Clearly water fasting works, both for weight loss and other health benefits, but is it possible to achieve similar effects while not avoiding all foods during a fast? According to scientist Paul Jaminet, research shows that you may be able to consume certain foods while fasting and still derive the same benefits that you would from water fasting.
What Are You Fasting For?
What you eat while fasting, or whether you eat anything at all depends on your reason for fasting in the first place. Generally, people fast for one of three reasons.
1. For Weight Loss
2. For Improved Health Markers (such as blood pressure and insulin sensitivity)
3. To fight pathogens (infections)
If you’re only fasting for weight loss, water fasting is most likely the best thing. Although you’ll still get most of the benefits out of the fast even without avoiding all foods, you’ll likely lose more weight if you don’t eat at all for intermittent fasts. Furthermore, one of the main benefits of fasting for weight loss is that it provides a feeling of having control over what you eat, so the psychological benefit of avoiding all food can be helpful as well. On the flip side, eating the right foods during a fast can make fasting more manageable, since many overweight people have problems with food cravings.
If you’re fasting for improved health markers, such as blood pressure and insulin sensitivity, most of the benefits can be obtained while still consuming the correct foods during a fast. There are pros and cons to avoiding all foods during the fast, so you may want to experiment and see what you do best on.
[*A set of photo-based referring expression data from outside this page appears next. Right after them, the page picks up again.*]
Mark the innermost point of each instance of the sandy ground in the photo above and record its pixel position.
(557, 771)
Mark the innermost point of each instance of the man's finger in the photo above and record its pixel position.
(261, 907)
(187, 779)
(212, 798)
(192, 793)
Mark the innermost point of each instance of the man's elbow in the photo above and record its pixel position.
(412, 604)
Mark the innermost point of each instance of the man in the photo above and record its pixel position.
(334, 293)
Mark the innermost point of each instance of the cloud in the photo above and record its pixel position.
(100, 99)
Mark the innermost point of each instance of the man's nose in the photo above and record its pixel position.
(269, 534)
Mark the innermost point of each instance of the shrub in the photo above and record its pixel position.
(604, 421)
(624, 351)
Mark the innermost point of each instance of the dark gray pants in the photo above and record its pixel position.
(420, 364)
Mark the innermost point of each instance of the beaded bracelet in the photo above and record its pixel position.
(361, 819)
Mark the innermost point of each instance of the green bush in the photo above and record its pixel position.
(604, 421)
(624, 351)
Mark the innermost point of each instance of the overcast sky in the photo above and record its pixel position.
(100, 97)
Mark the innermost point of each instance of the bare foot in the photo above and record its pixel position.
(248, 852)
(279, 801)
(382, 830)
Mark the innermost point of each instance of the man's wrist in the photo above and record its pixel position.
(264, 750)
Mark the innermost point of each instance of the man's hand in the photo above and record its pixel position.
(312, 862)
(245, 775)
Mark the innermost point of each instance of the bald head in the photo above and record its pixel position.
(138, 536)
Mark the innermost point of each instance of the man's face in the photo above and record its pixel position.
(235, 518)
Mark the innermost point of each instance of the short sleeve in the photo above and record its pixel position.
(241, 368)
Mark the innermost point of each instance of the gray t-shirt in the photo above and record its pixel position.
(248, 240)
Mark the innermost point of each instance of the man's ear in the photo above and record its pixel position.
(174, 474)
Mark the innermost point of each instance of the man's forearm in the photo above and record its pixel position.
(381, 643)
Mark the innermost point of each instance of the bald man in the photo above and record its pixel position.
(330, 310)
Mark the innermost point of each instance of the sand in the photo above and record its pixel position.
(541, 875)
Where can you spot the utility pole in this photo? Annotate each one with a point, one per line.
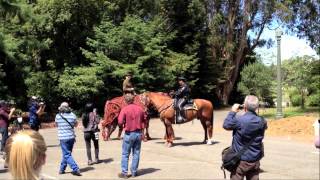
(279, 113)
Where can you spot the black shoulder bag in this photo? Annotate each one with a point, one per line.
(231, 159)
(66, 121)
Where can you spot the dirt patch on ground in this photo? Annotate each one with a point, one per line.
(297, 128)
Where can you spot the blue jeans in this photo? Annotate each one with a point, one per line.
(131, 141)
(4, 135)
(66, 147)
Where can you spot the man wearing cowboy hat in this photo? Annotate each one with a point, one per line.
(181, 98)
(127, 85)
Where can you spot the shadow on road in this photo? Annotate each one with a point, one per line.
(193, 143)
(263, 171)
(82, 170)
(3, 170)
(54, 145)
(147, 171)
(106, 160)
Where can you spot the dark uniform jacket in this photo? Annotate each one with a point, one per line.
(183, 92)
(244, 128)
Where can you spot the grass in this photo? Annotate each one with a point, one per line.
(289, 112)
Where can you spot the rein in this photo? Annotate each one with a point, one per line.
(164, 107)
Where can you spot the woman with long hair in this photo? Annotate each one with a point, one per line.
(90, 122)
(26, 154)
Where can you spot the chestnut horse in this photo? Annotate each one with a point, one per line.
(164, 104)
(112, 110)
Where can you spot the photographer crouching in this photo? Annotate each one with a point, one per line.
(36, 107)
(5, 115)
(248, 133)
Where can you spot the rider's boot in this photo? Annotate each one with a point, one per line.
(179, 118)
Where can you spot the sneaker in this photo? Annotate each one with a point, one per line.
(90, 163)
(97, 161)
(76, 173)
(123, 176)
(134, 175)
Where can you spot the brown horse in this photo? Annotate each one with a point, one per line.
(164, 104)
(111, 112)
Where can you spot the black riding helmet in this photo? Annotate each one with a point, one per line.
(88, 107)
(182, 79)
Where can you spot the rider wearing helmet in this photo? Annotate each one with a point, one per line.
(127, 85)
(181, 98)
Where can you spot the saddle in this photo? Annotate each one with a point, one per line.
(189, 105)
(181, 113)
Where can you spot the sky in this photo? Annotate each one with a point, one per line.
(291, 46)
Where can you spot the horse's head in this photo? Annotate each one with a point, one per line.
(145, 99)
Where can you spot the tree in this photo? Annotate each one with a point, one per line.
(236, 27)
(139, 46)
(256, 79)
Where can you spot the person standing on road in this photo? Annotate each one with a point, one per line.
(90, 122)
(5, 116)
(66, 121)
(245, 129)
(26, 152)
(35, 109)
(134, 119)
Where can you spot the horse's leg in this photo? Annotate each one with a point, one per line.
(147, 130)
(170, 133)
(204, 125)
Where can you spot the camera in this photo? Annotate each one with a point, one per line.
(40, 101)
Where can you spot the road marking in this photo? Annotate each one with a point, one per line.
(47, 176)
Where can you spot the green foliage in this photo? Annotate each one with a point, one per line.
(140, 47)
(256, 79)
(80, 83)
(79, 50)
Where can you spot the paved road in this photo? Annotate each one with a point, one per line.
(188, 159)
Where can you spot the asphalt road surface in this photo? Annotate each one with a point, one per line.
(187, 159)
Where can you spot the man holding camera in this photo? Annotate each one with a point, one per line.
(35, 109)
(248, 131)
(5, 115)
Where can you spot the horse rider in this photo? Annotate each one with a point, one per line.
(127, 85)
(181, 98)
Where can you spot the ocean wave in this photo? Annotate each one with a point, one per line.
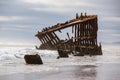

If you’re fasting in order to fight chronic infections, or pathogens (which are a lot more common than most people believe) there’s virtually no reason to avoid all foods. The reason fasts are so effective at fighting pathogens is because these infectious bacteria often feed on the foods we eat, and restricting intake of those foods makes it difficult for them to live. However, if you don’t eat the kinds of foods that those bacteria are able to use, you can eat during your fast and still fight chronic infections just as effectively.
What Foods Can I Eat During A fast?
Because pathogens feed on glucose, and because glucose restriction is one of the main catalysts for the health benefits derived from fasting, you can still eat while fasting provide you avoid all foods that contain glucose, and all foods that can be converted to glucose by your body. This is essentially a ketogenic fast, in which all carbohydrates (convert to glucose) and all protein (can be converted to glucose in absence of carbohydrates) are avoided. This means you can still eat fats, or anything that converts to fat. Good food choices for fasts include coconut oil (a healthy fat) and leafy green vegetables (broken down by beneficial gut bacteria and absorbed by your body as fat).
In sum, there are pros and cons to eating while in a fasted state, but eating the right foods while fasted can make fasting easier and more enjoyable.